The Inheritance by Peter Stephan Jungk

The Inheritance by Peter Stephan Jungk

Author:Peter Stephan Jungk [Peter Stephan Jungk]
Language: eng
Format: epub
ISBN: the_inheritance
Publisher: Steerforth Press
Published: 2012-02-26T16:00:00+00:00


So that he didn’t lose his charter flight, and counter to Dr Stallbohm’s urgings, the convalescent proposed to fly back to Venezuela only days after leaving hospital. (The flight was anything but direct, with stopovers in Frankfurt, Madrid and Barbados.) The doctor decreed a compromise solution—till his departure, Stecher Bravo was to have strict bed rest.

“I don’t know whether I have weeks or months or years to live, and so I need to keep something in reserve,” Stecher began as they sat over breakfast with the balcony door open. There was a view of a narrow, lovingly tended strip of garden. “Even if I do have a couple of friends in Caracas, a father and son, who would do absolutely anything for me. They offer me help quite naturally, without repayment being an issue, or ‘Why? What for?’ When they come and see me, the first question is always: ‘D’you need money?’ It’s nice to know, anyway …”

One by one, an eggcup, a cup, a piece of toast, a pat of butter and a jammy knife slid off the round glass table.

“I was lying awake last night, thinking about you.
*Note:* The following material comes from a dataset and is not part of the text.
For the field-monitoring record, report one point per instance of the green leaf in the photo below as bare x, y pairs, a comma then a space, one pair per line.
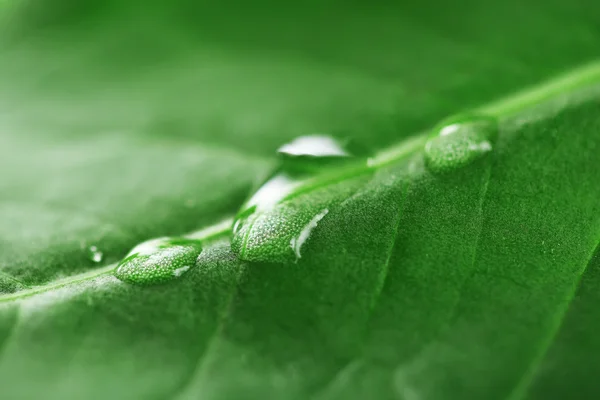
126, 121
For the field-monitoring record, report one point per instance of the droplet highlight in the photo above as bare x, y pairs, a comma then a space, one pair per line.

Bueno—it’s said one should give with warm hands, and not just in one’s last will and testament. And so on this day of my departure I will present you with a cheque for twenty thousand marks, drawn on my giro account here in Hamburg with the German Bank of Latin America. For the equivalent, I might tell you, I could live for three years in Caracas, in spite of the idiotic inflation …”

Daniel went around the little table, kissed his uncle on the forehead, sat down again, and upset the coffee pot. Fetched a towel from the bathroom, laid it on the glass plate, where it absorbed the black liquid. Called reception, and ordered a fresh pot.

“Thank you so much,” he then said. “You’ve saved our lives.”

“You’ll have to speak up!”

“You say it would keep you for three years?! …”

Stecher nodded.

“We’ll get through it … in four months …”

“Now don’t you start your moping and wailing again, my boy! Sometimes I get the impression you know as much about the realities of life as I do about the Provençal lyric. Have you ever given any thought to banks, interest rates, shares, dividends, Lombard rate, currency exchange? Or the organisation of the economy? You must have grown up in a cocoon, without any idea of the wider world! You know at best I feel pity for your father. A fool who doesn’t know the first thing about money. How much I looked down on him, when he was young I prophesied he would always remain poor, without guessing how right I was! What did your good father manage to teach you? Money isn’t dirty, my dear fellow, money’s a necessity. The association between value and dirt is Christian—the way those Catholics turn up their noses when there’s any talk of money! Coins don’t carry germs. Metal doesn’t communicate disease!”